Eventbrite-owned San Francisco, California based ticket distribution service Ticketfly’s website has been hacked and defaced – The company has acknowledged the hack through their official Twitter account.
The website was defaced by a hacker going with the online handle of “IsHaKdZ.” The hacker left a deface page along with a brief message stating that:
“Ticketfly HacKeD By IsHaKdZ. Your Security Down I’m Not Sorry. Next time I will publish database ‘backstage’ (sic).”
The hacker also uploaded links to files that contained personal information including names, residential addresses, email addresses and contact numbers of Ticketfly’s employees and acquaintances at different venues. Moreover, IsHaKdZ uploaded a picture of Guy Fawkes with the warning message and left a yandex.com email account.
Check the homepage. pic.twitter.com/KPDu6PsjIJ
— Michael Stenberg (@MichaelStenberg) May 31, 2018
The message reveals that the hacker gained access to database titled “backstage,” which stored information about clients from all the venues, promoters and festivals that uses Ticketfly to sell their event’s tickets.
Ticketfly confirmed on its support website that the attacker managed to obtain access to customer and client information. The company has affirmed that the hack attack affected various of its websites simultaneously including Lafayette Theatre, Brooklyn Bowl, and Pearl Street Warehouse.
On Thursday the events ticketing firm shut down its website and released the following statement:
“Following recent site issues, we determined that Ticketfly has been the target of a cyber-incident. To protect our clients and fans, and to secure the website and related data, we have temporarily taken all Ticketfly systems offline.”

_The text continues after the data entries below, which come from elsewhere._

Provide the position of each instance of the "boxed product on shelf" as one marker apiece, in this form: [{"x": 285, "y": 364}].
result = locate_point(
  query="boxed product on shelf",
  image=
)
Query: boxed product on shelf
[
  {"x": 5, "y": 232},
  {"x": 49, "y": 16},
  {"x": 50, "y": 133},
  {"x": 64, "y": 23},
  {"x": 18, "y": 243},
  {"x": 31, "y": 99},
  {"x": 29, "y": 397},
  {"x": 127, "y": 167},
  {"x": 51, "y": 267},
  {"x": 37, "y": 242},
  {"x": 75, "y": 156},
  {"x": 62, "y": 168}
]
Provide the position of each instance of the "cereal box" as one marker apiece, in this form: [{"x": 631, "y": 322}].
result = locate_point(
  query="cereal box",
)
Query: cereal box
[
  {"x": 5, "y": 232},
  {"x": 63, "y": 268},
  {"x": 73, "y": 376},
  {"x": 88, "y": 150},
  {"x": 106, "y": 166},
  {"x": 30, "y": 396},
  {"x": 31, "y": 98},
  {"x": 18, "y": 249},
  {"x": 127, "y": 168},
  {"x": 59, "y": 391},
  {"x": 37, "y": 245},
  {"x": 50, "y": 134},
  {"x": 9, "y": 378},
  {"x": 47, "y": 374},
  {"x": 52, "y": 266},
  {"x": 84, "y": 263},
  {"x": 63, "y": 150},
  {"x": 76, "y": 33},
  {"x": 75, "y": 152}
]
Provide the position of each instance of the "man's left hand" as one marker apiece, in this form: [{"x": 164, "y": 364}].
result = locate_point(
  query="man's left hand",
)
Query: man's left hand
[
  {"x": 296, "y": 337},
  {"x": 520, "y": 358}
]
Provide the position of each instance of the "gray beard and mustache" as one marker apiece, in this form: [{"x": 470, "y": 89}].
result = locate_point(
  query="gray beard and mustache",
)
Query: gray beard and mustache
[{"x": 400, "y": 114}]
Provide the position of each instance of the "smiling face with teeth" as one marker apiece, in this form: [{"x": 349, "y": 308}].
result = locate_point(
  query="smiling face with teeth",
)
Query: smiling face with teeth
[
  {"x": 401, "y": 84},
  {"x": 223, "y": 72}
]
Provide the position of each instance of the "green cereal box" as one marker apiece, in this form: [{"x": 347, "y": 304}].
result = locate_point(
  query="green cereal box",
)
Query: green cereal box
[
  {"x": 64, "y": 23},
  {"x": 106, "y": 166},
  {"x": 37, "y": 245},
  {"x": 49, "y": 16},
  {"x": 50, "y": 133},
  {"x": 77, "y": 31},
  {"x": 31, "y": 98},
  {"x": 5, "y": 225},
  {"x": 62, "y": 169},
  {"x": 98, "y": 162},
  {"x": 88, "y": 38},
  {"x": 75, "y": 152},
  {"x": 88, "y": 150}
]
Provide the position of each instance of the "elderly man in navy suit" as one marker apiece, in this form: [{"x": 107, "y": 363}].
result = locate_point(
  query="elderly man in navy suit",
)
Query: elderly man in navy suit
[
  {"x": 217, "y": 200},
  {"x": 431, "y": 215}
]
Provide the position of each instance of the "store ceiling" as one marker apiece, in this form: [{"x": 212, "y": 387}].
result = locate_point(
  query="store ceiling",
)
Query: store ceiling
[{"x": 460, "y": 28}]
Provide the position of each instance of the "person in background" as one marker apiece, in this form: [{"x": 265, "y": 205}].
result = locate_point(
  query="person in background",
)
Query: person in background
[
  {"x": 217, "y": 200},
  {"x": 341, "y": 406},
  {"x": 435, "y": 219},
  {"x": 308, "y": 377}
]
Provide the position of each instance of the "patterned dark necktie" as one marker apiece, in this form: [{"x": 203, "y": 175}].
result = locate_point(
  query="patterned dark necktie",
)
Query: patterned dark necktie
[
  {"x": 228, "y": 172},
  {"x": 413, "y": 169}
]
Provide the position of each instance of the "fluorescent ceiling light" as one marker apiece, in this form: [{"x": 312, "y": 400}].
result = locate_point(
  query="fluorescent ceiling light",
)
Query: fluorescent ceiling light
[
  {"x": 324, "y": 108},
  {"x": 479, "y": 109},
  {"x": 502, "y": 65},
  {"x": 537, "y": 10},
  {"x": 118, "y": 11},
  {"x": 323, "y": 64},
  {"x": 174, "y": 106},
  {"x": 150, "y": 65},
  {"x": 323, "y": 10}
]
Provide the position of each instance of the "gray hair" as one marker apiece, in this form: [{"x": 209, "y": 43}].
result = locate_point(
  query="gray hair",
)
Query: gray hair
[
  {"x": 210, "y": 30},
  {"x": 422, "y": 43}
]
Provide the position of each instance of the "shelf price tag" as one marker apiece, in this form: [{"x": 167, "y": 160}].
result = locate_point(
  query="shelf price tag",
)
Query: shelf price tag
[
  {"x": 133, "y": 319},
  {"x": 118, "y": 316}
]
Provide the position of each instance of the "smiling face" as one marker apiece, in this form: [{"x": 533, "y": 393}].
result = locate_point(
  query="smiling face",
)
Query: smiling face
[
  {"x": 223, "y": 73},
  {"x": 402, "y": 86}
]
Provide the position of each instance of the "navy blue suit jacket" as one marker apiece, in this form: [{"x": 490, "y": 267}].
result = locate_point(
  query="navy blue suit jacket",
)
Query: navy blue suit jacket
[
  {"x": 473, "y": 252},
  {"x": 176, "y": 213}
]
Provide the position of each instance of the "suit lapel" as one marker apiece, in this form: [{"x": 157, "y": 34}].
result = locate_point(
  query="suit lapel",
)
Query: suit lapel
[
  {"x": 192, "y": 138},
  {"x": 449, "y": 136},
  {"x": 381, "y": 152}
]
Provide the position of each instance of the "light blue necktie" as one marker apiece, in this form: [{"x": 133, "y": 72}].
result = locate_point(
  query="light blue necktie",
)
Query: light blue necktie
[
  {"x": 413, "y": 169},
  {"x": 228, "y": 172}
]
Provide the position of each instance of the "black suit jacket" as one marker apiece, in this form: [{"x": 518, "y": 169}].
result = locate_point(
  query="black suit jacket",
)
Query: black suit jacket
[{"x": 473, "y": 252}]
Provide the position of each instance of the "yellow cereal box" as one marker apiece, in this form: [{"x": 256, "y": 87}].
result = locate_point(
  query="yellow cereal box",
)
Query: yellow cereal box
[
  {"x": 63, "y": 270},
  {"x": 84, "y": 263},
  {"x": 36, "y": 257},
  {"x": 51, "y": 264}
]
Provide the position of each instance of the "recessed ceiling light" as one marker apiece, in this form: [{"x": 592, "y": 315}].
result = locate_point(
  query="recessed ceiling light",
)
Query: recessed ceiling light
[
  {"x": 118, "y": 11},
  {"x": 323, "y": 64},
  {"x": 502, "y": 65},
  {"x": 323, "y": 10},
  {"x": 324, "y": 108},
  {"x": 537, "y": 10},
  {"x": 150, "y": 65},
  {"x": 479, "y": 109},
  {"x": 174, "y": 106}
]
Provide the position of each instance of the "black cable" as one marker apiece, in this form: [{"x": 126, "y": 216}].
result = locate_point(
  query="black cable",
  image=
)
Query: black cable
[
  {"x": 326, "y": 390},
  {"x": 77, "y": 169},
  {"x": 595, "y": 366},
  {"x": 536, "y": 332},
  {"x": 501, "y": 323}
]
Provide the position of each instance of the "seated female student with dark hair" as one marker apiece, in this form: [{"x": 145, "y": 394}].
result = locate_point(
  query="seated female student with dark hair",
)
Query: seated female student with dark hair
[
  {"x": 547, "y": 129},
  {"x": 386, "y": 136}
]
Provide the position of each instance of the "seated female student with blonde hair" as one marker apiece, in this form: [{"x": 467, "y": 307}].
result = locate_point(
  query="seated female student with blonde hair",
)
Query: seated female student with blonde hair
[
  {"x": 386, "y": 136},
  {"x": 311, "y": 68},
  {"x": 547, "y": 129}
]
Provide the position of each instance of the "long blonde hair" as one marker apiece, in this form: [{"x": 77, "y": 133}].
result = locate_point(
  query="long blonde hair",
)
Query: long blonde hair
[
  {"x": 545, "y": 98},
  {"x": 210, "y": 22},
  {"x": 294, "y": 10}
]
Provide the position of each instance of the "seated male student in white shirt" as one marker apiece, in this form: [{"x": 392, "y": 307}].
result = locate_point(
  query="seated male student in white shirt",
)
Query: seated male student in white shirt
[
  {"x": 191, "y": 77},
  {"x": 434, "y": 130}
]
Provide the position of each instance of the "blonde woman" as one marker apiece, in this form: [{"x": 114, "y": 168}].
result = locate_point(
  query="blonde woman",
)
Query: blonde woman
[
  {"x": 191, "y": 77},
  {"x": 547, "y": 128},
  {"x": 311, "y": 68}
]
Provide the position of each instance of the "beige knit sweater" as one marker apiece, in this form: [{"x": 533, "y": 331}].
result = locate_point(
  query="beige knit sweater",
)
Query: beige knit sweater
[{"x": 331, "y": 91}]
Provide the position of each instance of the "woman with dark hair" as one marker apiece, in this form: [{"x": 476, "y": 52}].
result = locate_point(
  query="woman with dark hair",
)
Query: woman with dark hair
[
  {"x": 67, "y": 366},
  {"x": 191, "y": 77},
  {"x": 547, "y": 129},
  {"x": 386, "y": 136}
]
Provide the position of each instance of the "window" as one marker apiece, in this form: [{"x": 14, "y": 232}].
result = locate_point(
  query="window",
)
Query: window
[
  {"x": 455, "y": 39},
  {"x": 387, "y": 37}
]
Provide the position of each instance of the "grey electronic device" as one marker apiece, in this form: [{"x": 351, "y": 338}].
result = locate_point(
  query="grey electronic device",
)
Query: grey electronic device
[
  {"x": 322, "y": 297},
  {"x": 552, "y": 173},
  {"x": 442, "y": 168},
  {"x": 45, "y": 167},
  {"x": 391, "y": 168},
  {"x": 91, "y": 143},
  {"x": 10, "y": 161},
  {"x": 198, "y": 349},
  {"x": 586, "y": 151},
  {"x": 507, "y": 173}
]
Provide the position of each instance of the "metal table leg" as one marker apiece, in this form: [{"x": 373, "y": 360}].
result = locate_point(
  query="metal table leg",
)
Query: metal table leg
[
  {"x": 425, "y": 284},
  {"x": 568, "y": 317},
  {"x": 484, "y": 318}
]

The data hack apparently has impacted websites related to music venues, as the links appeared on the list of personal information links on the defacement message uploaded by the hacker.
Resultantly, users who had bought tickets through Ticketfly will be required to print them out and show a photo ID at the venue, where the event is being hosted. Moreover, venues will be required to provide printed guests lists.

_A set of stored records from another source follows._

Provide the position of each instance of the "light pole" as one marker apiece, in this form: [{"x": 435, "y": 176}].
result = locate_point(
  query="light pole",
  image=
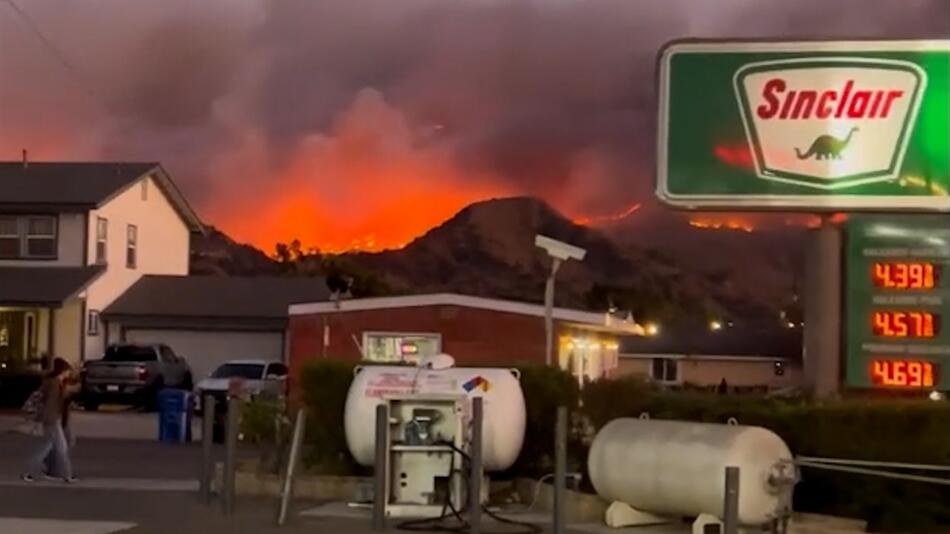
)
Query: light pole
[{"x": 559, "y": 252}]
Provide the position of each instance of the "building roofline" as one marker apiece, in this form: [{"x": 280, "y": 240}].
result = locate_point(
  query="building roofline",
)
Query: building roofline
[
  {"x": 467, "y": 301},
  {"x": 171, "y": 192},
  {"x": 704, "y": 357}
]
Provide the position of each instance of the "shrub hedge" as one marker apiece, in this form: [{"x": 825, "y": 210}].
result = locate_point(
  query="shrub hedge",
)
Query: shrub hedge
[{"x": 913, "y": 431}]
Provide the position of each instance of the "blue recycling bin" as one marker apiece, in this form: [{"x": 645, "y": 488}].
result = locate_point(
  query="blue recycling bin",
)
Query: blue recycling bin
[{"x": 174, "y": 416}]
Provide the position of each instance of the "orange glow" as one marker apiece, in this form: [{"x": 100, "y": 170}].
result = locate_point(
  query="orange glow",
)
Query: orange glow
[
  {"x": 597, "y": 220},
  {"x": 722, "y": 224},
  {"x": 369, "y": 185},
  {"x": 736, "y": 155}
]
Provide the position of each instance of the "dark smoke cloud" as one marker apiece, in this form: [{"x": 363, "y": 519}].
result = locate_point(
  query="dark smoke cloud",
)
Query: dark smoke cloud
[{"x": 555, "y": 97}]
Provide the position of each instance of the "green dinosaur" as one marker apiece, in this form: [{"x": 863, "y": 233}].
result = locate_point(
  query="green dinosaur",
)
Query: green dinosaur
[{"x": 826, "y": 147}]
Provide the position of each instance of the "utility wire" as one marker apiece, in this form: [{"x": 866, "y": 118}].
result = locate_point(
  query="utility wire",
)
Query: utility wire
[{"x": 54, "y": 50}]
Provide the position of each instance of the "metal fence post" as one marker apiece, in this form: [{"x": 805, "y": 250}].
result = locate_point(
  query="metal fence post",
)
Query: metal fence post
[
  {"x": 560, "y": 468},
  {"x": 730, "y": 511},
  {"x": 207, "y": 448},
  {"x": 288, "y": 488},
  {"x": 380, "y": 493},
  {"x": 230, "y": 453},
  {"x": 475, "y": 477}
]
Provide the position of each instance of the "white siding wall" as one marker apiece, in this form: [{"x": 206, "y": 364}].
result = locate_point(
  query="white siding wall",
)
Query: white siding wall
[
  {"x": 163, "y": 247},
  {"x": 67, "y": 322},
  {"x": 69, "y": 244}
]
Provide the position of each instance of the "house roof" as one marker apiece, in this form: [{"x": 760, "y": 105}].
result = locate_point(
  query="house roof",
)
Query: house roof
[
  {"x": 600, "y": 321},
  {"x": 44, "y": 286},
  {"x": 215, "y": 297},
  {"x": 81, "y": 185},
  {"x": 697, "y": 341}
]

Those who haven’t purchased tickets on their own would be needed to show the original payment card they had used while buying the ticket as well as original buyer’s ID copy and an authorization note from the original buyer.
Ticketfly is currently investigating the incident and using all of its resources to confirm the extent to which hackers managed to access its databases.
“Our investigation into the incident is ongoing. We’re putting all of our resources to confirm the extent of the unauthorized access. We’re committed to communicating with all customers once we have more information about the scope of the issue,” informed Ticketfly.
Users started noticing site defacement since yesterday, at around 9 p.m. PST. It seems like the hacker compromised webmaster of the company’s website since the defaced sites were having Ticketfly’s HTTPS certificate intact. Engineers at Ticketfly responded quickly and spent the entire night in dealing with the damages, and the company took everything offline.
The hacker initially demanded one bitcoin in exchange for revealing the vulnerability on Ticketfly’s system. Motherboard reports that IsHaKdZ tried to report the vulnerability to the vendor and asked for the said amount in return but did not receive any response from Ticketfly. Therefore, he decided to exploit it himself. It is also confirmed in the report that most of the stolen records are authentic.